Good cybersecurity practices in companiesFebruary 7, 2020 by Juan Camilo Ruiz
As we get more connected to one another, both companies and people, it is very common to share information such as personal data, photographs, account numbers and bank codes, data bases, etc; but at the same time we are more exposed to cyberattacks that seek to rob, block or hijack our information.
Therefore, the cybersecurity gains each time more importance, because it is essential that companies big or small as well people get to know the risks they are exposed to and stablish their own protection strategies.
What is cybersecurity?
According to the Information Systems Audit and Control Association (Isaca), a referent in this matter, cybersecurity is defined as “a layer of protection for the information files. From this, you work in order to avoid all kinds of threats which put at risk the information that is processed, transported and stored in any device”
Thus, cybersecurity poses a continuous work in order to guarantee the prevention and protection of the information systems given that the exposure to the attacks is constant as well as is the training of employees and users in order for them to avoid and know how to respond to these.
Some common attacks include:
- DDoS or service denial: It seeks to collapse the websites’ servers of Banks and block the access to the users. This attack can have multiple motives like ask for a reward in exchange for the website working again or to damage or discredit a company.
- Ransomware: this attack is more common every time. It consists of the blocking of the access to personal files or relevant data bases for companies. The attack, which can happen through a spam email or malicious advertising, has as an objective to ask for reward in exchange for the information otherwise there is the risk of it being entirely deleted.
Trojan: In its banking modality this virus seeks to locate inside the cellphone of the user in order to have access to personal and financial data.
Cybersecurity in companies
In the last years there has been a lot of cyberattack cases suffered by companies worldwide affecting their stability and credibility which has also posed an interest in the creation of security systems that are more stable each time.
The companies handle high volumes of information: names, addresses, emails, security codes, payment information, personal files etc.

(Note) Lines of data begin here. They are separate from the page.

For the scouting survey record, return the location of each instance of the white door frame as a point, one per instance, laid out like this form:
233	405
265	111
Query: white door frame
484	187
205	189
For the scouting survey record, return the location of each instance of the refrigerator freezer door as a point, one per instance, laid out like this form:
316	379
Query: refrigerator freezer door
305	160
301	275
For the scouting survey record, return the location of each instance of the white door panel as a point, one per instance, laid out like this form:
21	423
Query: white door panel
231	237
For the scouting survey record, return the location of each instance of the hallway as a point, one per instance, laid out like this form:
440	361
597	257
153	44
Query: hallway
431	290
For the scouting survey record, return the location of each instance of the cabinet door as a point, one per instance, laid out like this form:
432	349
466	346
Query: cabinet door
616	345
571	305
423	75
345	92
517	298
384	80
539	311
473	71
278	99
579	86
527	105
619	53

The damage to this information can be really severe but loosing it to a cyberattack o in hand of a hacker can be devastating.

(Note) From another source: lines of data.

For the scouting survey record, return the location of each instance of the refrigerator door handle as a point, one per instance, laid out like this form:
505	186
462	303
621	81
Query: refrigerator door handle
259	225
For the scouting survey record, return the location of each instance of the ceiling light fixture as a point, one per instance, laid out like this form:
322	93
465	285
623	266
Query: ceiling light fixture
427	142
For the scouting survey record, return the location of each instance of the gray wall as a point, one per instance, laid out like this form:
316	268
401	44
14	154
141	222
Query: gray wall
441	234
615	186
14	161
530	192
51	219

As all the information handled by a company must be available for the use of the different areas it is exposed in each movement to diverse hazards. It is why every entity must have a clear security policy that watches over the processes and personnel who has access to the gathered information, so they don’t misuse it. Furthermore, it is recommended to have some good practices like:
- Antivirus: It is the first resource before a cyberattack and is necessary to every company. As the malware is constantly evolving a constant update must be guaranteed.
- Fight the threats through email: it is important to train the personnel so they don’t access or download suspicious files that may contain a virus.
- Permits’ management: Not all the information needs to be available to all the personnel which is why permits’ and passwords’ management among the employees of a company needs to be at the top of the business.
- Encrypted files: you must count with the minimal security measures specially when making use of a cloud to keep information.
- Avoid external devices: It is very common to have an USB connections between different devices, internal or external to the company. Therefore, it is recommended to share files through the cloud.
- Keep an incidents report: This way there can be a clearer road to act when facing an attack.
It is important for every company to make an early recognition of the risks to which they are exposed to in order to stablish the prevention and detection policies for possible anomalies and this way be able to give the protection and implementation of the necessary controls to fight the attacks besides counting with a response plan to possible attacks and guarantees the constant updating of it.